I mean, I'm just a family practice doc who can intubate, but those who would prefer that emergency medicine didn't exist can go back to the world where you were lucky to be seen by a medicine/surgery resident in a dark corner of a hospital. The reason EDs are crowded is because either the care elsewhere is unavailable or the care in the ED is good. Either way, its a gold star for emergency medicine.
Military emergency medicine deals with the same problems that military medicine deals with everywhere. The only difference is our training teaches us specifically how to take care of people in a broken medical system. We learned on the homeless, the drunks, and the stupid who couldn't line up follow-up care if their life depended on it (and it often did) so it is relatively easy to transition to a system where obtaining good medical care for a patient can often be difficult. I frequently do my own follow-up care because it is so hard to get a patient into primary care. I worry more about the care that my patients get from under-trained or under-employed consultants after they go upstairs than the care they receive in the ED. I mean, if the general surgeon's case load that month consisted of one appy and 12 colonoscopies....how well will he be able to care for this lady with SLE, CAD, and an ischemic colon?
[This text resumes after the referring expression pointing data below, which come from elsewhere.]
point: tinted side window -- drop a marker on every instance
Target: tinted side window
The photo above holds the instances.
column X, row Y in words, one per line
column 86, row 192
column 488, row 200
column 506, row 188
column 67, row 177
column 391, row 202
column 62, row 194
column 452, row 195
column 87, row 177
My commanders at both facilities are physicians all the way up to the 0-6/0-7 level. We get stupid e-mails and extra administrative tasks that civilians don't deal with, but they're fairly minimal and we have the greatest population in the world. Higher acuity patients, higher pay, and fewer deployments would ALMOST make me consider a career.
If you're interested in military EM, I recommend you attempt to get civilian residency training and prepare yourself for the possibility of a GMO tour and/or a military residency. But in my case, I have been pleasantly surprised many times so far. Expect the worst and you frequently will be too. I'm still bitter about the flu-goo though. I just got my voice back today.